The raspberries are generally placed in two divisions, although these divisions are by no means so definitely marked as we have been led to suppose : those propagating by sprouts or suckers from the root, and those propagating by stolons or root-tips. The characters of the inflorescence or flower clusters are the most important distinguishing marks in our raspberries, although they have never been given much prominence in the botanies. The various species, I think, are as follows :

Rubus Idaeus, Linn. [European Raspberry)

Plant usually stiff and erect, the stems bearing nearly straight slender prickles or weak bristles, and usually light-colored ; inflorescence sub-corymbose - the pedicels short, and aggregated above, where they are erect or ascending; fruit large and broad, appearing more or less continuously throughout the summer, purple or yellowish. The raspberries belonging to this species are usually tender in the north, and they have not been grown to any extent since the introduction to cultivation of the native species. Here belong the Fontenay and its kin.
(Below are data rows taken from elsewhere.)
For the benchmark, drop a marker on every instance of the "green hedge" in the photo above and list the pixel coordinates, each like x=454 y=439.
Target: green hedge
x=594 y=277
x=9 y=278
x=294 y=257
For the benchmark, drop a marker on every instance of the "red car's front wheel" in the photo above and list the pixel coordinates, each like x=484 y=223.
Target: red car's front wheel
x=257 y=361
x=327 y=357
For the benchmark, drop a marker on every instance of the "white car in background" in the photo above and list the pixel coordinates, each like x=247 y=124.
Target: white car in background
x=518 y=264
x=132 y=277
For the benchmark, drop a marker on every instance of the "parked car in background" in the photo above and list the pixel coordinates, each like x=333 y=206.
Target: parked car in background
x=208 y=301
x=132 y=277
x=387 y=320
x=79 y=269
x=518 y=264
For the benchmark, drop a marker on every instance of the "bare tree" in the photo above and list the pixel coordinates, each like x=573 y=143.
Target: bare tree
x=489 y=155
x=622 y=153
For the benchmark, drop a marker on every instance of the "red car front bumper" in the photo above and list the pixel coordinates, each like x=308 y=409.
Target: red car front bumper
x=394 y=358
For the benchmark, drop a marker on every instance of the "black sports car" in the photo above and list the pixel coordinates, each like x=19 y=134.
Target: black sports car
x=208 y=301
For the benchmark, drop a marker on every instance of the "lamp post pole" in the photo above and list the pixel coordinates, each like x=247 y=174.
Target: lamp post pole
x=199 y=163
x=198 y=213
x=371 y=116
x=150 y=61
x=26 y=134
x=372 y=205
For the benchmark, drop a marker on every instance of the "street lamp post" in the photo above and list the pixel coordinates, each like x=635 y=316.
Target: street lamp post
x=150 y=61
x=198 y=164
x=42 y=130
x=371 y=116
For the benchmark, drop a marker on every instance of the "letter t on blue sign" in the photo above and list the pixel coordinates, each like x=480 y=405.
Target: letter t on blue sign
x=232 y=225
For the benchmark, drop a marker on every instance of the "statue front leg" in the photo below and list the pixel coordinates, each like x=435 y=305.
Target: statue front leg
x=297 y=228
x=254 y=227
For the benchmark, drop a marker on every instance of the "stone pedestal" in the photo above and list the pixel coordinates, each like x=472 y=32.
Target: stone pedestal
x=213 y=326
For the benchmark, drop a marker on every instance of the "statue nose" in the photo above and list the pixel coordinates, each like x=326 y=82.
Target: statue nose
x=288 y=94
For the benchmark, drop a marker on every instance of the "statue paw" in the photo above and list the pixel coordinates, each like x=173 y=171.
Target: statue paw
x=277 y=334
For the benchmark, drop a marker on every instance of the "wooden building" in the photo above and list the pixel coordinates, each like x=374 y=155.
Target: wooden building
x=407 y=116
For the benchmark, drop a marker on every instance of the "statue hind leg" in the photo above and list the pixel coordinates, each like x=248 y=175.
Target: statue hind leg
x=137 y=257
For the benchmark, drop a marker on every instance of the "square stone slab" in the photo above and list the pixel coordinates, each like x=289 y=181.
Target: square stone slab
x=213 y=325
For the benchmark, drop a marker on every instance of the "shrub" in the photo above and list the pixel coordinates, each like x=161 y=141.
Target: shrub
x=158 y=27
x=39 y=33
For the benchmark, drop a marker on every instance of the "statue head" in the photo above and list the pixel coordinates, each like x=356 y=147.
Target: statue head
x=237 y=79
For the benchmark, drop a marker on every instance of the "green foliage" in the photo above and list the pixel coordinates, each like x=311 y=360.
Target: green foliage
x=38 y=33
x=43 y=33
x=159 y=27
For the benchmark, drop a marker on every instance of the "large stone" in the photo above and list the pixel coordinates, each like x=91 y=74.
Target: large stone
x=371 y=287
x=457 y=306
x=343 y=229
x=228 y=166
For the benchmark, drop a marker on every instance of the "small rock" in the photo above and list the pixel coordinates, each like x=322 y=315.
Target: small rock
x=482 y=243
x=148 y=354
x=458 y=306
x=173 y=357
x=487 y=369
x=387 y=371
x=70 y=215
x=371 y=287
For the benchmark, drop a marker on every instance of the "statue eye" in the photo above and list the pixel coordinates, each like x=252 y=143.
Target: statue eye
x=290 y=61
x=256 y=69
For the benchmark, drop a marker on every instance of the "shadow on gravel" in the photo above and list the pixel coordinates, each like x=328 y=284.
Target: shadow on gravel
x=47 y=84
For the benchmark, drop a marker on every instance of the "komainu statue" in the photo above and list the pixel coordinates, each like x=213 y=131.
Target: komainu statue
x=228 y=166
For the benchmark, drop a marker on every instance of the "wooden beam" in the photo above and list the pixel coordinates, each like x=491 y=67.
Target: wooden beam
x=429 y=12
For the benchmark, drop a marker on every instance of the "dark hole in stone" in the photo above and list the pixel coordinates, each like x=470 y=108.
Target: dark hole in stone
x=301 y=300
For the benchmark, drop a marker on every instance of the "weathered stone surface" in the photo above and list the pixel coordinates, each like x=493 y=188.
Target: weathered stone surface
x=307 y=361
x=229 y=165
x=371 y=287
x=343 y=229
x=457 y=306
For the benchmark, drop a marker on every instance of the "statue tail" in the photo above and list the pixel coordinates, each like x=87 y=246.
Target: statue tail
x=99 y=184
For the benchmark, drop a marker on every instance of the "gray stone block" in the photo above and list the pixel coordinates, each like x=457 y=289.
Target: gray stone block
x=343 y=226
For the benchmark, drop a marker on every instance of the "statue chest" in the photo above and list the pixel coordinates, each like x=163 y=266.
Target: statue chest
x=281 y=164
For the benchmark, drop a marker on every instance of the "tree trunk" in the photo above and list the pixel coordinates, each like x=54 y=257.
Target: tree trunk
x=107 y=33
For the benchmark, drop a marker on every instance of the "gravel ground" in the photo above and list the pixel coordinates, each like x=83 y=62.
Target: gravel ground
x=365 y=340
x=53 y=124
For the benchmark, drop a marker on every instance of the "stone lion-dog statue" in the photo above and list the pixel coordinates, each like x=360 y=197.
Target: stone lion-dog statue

Rubus Strigosus, Mich. [Red Raspberry.)

Fig. 3, p. 723. More slender than Rubus Idaus; stems, at least in the wild plant, densely clothed with straight and weak bristles, usually brown or reddish-brown ; inflorescence racemose, the peduncles scattered, all slender and drooping, either simple or two or three-flowered, not aggregated at the top, smooth or bristly; petals as long as the sepals; fruit light-red, usually smaller than in R. Idaus. The racemose character of the inflorescenceof thisspecies is well shown in the Cuthbert (Fig. 3), a variety which appears to closely represent in all particulars the true Rubus strigosus. Hansell appears to be R strigosus also. The wild plant is densely clothed with weak bristles, but these mostly disappear in cultivation. They sometimes persist near the base of the cane, and traces of them can be seen in the inflorescence. I am growing a white-fruited raspberry, sent me by A. S. Fuller, which is Rubus strigosus. The stems are whitish. The leaves also possess a curious dentation, the teeth being rounded and tipped with a short cusp, but lam not sure that this is a constant character, or that the variety possesses any other distinguishing mark than albinism.